In der Schweiz hat der Mammutprozess gegen ehemalige Führungskräfte der bankrotten Schweizer Fluggesellschaft Swissair begonnen.
Insgesamt 19 Angeklagte müssen sich seit Dienstag früh in Bülach bei Zürich vor Gericht verantworten. Die Staatsanwaltschaft wirft ihnen Rechtsverstöße bei ihren Versuchen im Jahr 2001 vor, die Swissair Gruppe wieder flottzumachen.
11 Milliarden Euro Schulden
Zu dem Zeitpunkt hatte die
Mutterfirma von Swissair schon einen Schuldenberg von umgerechnet elf Mrd.
Euro angehäuft. Im Oktober 2001 machte das einstige Aushängeschild der
Schweizer Wirtschaft dann eine finanzielle Bruchlandung, als es nicht einmal
mehr die Kerosinrechnungen für seine Flugzeuge bezahlen konnte.
Wenig öffentliches Interesse
Die 19 früheren Mitglieder der
Geschäftsführung und der Aufsichtsgremien stehen nun vor Gericht, darunter
die früheren Vorstandschefs Philippe Bruggisser und Mario Corti. Zum Auftakt
des Prozesses kamen weit weniger Menschen als erwartet. Die Schweizer Justiz
hatte für den Prozess den Bülacher Gemeindesaal ausgewählt, weil erwartet
worden war, dass hunderte Ex-Mitarbeiter des Unternehmens und Anteilseigner
zu dem Prozess kommen würden.
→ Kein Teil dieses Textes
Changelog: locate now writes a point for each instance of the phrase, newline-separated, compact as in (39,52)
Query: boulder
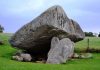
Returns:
(22,57)
(35,36)
(60,51)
Allerdings waren Dienstag früh nur einige
wenige Interessierte im Saal.
Größtes Gerichtsverfahren
Der Prozess begann am Morgen
mit der Anhörung von Gerhard Fischer, am Nachmittag sollte die Anhörung des
Bankiers Benedict Hentsch folgen. Beide sind ehemalige Mitglieder des
Verwaltungsrats der SAirGroup, des ehemaligen Mutterhauses der Swissair. Der
auf zwei Monate angesetzte Prozess ist das größte Gerichtsverfahren, das
jemals in der Schweiz stattgefunden hat.
Swissair-Pleite schockte Schweizer
Der Untergang der Swissair im
Herbst 2001 hatte die Schweiz schockiert. Drastisch war dem Land der
Niedergang der einstigen Vorzeigefirma am 2. Oktober 2001 mit dem "Grounding"
vor Augen geführt worden, als sämtliche Swissair-Maschinen mangels
Zahlungsfähigkeit der Fluggesellschaft am Boden blieben.
Kapital und Arbeitsplätze vernichtet
Mit dem Untergang der
Swissair-Gruppe wurden auch Werte in Milliardenhöhe und Tausende von
Arbeitsplätzen vernichtet. Für die Weiterführung eines Flugbetriebs aus der
Schweiz brachten Staat und Wirtschaft in einer beispiellosen Aktion
gemeinsam gut 4,5 Mrd. Franken (2,79 Mrd. Euro) auf.
Vorarbeiten von viereinhalb Jahren
Die Zürcher
Staatsanwaltschaft hatte mit ihren Ermittlungen bereits vor dem Grounding
begonnen. Bis zur Einreichung der ersten Anklage im Frühling 2006 hatte der
Fall die Behörde bereits rund viereinhalb Jahre lang beschäftigt. Im Lauf
der Ermittlungen befragte die Staatsanwaltschaft rund 130 Personen und nahm
etwa 20 Hausdurchsuchungen vor. Insgesamt wurden 4.150 Aktenordner an das
Gericht in Bülach transportiert.
Angeklagte keine "Wirtschaftsbetrüger"
Bereits
bei der Anklageerhebung hatte die Staatsanwaltschaft allerdings betont, sie
erachte die Angeklagten nicht als eigentliche Wirtschaftsbetrüger. Die
Personen hätten den Untergang der Swissair verhindern wollen - wenn auch
nach Ansicht der Staatsanwaltschaft mit unlauteren Mitteln.